After we graduated in 1967, we both went off to college. I went to Valparaiso in the mid-west and don't remember where Eddie went but I believe it was somewhere in the northeast. 1967 was the year the “60's” political unrest was really beginning to hit the colleges. I was initially involved in the Civil Rights movement but ended up getting even more involved in the anti-war movement. This was not a popular stance at my college at the time. I also was involved with the political left, organizations like the SDS. It was the year Eugene McCarthy and Bobby Kennedy, among others, were running for the Democratic Presidential nomination. I was reading books on politics, philosophy, black leaders, and Vietnam. When I returned home for the summer I was tightly tied into the leftist political movements.

That summer Eddie and I hung out a lot together again. Most of my high school friends were not interested in or involved with the same things I was. I had even dropped sports. It felt like I no longer had a lot in common with many of them. It wasn't that we were at odds, we weren't. We were still friends it was just that I was into other things. But with Eddie, it was like old times. That stuff just did not seem to matter. We were still close. He was still my best friend.

After that summer my life changed and I pretty much left the east coast for good. I lost touch with most of my friends from high school. I did keep in touch with Eddie but did not get back much for visits. Neither of us wrote and I don't remember calling – in those days long distance phone calls were expensive. But when I did get back East I would always hook up with Eddie.

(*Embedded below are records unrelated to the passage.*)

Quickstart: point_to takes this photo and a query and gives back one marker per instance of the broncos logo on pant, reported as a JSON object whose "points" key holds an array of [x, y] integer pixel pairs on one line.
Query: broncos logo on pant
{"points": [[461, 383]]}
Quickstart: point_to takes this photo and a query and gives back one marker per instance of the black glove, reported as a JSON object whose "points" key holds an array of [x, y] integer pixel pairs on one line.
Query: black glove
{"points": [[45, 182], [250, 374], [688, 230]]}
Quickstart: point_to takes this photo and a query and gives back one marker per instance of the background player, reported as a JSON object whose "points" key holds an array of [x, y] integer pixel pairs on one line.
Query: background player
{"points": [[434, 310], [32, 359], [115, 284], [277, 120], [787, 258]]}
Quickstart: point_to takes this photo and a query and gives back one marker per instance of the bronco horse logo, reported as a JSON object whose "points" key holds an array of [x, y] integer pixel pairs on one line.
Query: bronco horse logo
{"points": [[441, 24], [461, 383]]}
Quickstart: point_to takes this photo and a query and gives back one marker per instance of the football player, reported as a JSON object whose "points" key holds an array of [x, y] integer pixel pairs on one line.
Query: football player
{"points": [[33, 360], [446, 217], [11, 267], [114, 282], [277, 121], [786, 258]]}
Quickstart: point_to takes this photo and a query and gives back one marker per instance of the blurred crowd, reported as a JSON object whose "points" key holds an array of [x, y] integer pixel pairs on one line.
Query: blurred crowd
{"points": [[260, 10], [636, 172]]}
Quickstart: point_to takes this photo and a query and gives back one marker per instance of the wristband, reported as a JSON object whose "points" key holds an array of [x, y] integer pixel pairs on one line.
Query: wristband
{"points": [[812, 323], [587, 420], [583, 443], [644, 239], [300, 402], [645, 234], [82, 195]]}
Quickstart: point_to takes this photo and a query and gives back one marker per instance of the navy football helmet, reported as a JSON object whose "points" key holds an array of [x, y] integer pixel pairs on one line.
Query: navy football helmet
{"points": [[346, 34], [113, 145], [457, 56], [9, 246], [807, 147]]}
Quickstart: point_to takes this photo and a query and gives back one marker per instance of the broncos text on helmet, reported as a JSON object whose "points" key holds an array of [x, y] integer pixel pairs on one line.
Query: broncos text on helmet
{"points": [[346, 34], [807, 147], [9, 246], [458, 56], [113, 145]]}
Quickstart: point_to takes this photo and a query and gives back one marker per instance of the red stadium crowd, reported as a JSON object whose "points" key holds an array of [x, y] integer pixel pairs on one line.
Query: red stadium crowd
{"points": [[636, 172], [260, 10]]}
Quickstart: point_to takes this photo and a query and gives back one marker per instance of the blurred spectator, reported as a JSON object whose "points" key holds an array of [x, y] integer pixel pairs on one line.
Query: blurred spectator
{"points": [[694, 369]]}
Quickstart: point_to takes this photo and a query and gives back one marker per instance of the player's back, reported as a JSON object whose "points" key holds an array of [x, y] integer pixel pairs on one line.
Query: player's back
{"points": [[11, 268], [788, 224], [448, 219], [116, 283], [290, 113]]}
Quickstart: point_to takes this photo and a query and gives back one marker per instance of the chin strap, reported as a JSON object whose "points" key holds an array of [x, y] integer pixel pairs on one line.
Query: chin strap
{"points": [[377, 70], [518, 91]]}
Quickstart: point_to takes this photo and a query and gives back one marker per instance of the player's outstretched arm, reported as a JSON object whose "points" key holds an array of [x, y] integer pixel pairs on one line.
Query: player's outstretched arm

I hadn't seen Eddie in a few years when I got a call from my mother one day. She told me Eddie had died, hung himself. I was stunned. I felt a deep loss. It was the first time I grieved someone's death. Since I had not been in touch the last couple of years I really did not know what happened, not that it really matters. He was gone. I wish I had been there for him, but I was living in San Francisco, 3000 miles away.

The last time I saw Eddie I remember talking about some current comedians – Richard Pryor, Eddie Murphy, Steven Wright, and possibly our favorite, Andy Kaufman. I still miss Eddie, I still feel that hole. I have many fond memories of Eddie. What I remember most though, is all the laughing we did. To this day when I laugh really hard, the kind of laugh that brings tears to my eyes, I think of Eddie.